Parkinson’s disease causes deterioration of the nervous system that leads to tremors and problems with muscle movement and coordination. There is no proven protective treatment yet, due to unknown factors of the disease, such as the role of the protein LRRK2 (pronounced lark two), which is overactive in some Parkinson’s disease patients and causes nerve cells to shrivel up and die. Why exactly overactive LRRK2 is toxic and leads to Parkinson’s disease is still unknown.

 

Researchers speculated that blocking LRRK2 from acting might protect nerve cells, testing commercially available drugs known to prevent proteins like LRRK2 from acting and adding chemical phosphates to other proteins. Out of 70 drugs tested, eight were found to block LRRK2 from working. Two of these eight previously were shown by others to be able to cross the blood-brain barrier. So the researchers injected these two drugs twice daily into mice engineered to carry Parkinson-causing LRRK2 changes in their brain.

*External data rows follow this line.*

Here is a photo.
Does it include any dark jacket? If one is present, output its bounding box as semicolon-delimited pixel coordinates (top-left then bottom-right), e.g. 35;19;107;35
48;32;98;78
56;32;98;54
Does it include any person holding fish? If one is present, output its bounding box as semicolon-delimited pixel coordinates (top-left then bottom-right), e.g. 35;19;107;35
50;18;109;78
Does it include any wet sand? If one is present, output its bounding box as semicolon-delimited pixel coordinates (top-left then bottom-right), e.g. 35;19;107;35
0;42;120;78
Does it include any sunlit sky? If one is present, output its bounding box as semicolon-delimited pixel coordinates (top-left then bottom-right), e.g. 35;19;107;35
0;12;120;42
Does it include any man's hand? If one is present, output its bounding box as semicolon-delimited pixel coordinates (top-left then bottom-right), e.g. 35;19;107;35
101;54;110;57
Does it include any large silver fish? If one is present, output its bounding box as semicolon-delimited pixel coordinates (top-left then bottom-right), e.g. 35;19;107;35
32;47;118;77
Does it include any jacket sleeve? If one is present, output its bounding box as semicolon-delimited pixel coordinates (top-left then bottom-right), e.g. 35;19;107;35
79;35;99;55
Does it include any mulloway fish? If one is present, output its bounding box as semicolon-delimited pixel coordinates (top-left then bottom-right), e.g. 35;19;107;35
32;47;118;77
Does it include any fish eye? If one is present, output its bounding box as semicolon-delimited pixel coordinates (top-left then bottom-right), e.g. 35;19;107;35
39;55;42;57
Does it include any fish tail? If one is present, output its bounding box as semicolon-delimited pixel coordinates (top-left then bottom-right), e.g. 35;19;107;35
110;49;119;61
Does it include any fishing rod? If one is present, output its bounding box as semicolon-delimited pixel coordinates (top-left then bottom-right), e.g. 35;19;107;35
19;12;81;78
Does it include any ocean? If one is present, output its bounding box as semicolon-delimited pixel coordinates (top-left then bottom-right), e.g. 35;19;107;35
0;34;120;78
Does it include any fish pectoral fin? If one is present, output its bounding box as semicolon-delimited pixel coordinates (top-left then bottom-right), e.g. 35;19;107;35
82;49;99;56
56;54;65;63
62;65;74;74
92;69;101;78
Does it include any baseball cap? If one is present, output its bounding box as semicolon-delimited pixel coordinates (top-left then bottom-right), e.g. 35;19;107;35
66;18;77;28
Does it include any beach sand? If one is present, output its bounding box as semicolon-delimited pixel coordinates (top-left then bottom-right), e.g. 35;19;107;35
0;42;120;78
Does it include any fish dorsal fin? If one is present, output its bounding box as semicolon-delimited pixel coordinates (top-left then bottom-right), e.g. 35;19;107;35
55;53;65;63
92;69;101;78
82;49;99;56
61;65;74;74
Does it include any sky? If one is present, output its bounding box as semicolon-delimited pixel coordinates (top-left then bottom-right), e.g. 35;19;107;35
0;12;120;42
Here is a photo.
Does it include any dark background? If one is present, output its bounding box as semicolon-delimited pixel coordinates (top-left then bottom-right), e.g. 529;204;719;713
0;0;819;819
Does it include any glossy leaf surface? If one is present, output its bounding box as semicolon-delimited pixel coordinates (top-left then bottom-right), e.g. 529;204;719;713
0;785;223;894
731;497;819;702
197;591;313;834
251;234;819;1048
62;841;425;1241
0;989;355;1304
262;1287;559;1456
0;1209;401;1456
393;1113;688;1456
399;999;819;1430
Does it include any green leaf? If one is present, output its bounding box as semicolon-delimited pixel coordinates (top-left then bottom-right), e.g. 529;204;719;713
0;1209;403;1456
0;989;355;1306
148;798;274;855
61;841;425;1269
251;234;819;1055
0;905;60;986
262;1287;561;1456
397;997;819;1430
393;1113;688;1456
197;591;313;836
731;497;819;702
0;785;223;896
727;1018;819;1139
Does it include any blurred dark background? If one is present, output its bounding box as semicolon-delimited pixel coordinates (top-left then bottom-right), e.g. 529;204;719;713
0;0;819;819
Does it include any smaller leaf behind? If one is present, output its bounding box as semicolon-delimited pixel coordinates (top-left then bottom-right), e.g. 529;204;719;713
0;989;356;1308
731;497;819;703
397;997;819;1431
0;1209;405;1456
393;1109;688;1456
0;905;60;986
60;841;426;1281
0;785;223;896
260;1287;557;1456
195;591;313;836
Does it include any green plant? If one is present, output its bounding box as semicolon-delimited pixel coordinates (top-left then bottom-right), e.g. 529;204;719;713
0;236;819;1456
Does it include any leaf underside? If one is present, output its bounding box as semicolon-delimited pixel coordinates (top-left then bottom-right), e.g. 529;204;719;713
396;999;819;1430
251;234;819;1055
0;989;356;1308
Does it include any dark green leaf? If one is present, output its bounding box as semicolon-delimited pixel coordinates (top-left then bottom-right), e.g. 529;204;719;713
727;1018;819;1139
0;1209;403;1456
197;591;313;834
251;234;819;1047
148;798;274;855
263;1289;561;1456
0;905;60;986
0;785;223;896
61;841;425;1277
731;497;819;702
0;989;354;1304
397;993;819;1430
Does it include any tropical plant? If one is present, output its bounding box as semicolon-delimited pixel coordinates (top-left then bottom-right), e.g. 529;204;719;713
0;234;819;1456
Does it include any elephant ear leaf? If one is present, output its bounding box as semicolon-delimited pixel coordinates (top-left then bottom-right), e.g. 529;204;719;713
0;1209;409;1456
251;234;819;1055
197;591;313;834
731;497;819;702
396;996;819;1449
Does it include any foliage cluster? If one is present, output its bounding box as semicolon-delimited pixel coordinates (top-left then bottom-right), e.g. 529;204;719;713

One drug provided almost complete protection against nerve cell death after three weeks, with the other losing approximately 80% fewer cells than in mock treated mice.

 

“This data suggests that if you were to develop a safe drug, then you could potentially have a new treatment for Parkinson’s disease patients with LRRK2 mutations,” says Dr Ted Dawson, professor of neurology and physiology and scientific director of the Johns Hopkins Institute for Cell Engineering. The two drugs that blocked LRRK2 and prevented death of nerve cells in mice with Parkinson’s disease both had similar chemical structures. “One could envision generating compounds around that core structure to develop a relatively selective and potent inhibitor of LRRK2,” says Dawson.

 

Dawson is collaborating with researchers at Southern Methodist University to design more specific inhibitors of LRRK2 and the group plans to license this technology. But even when they identify promising candidate drugs, those candidates still will have to be tested for toxic side effects, so drugs’ approval by the FDA for use in humans may still be many years away. But he remains positive that the changes seen in mice will be transferrable to human patients.

 

“We’re curing Parkinson’s disease in a mouse and now we have to discover drugs that actually work in human neurons. Then we’ll hopefully be able to make the leap forward to get a treatment to work in humans,” says Dawson.

 

The researchers’ findings are published in the August 22 issue of Nature Medicine.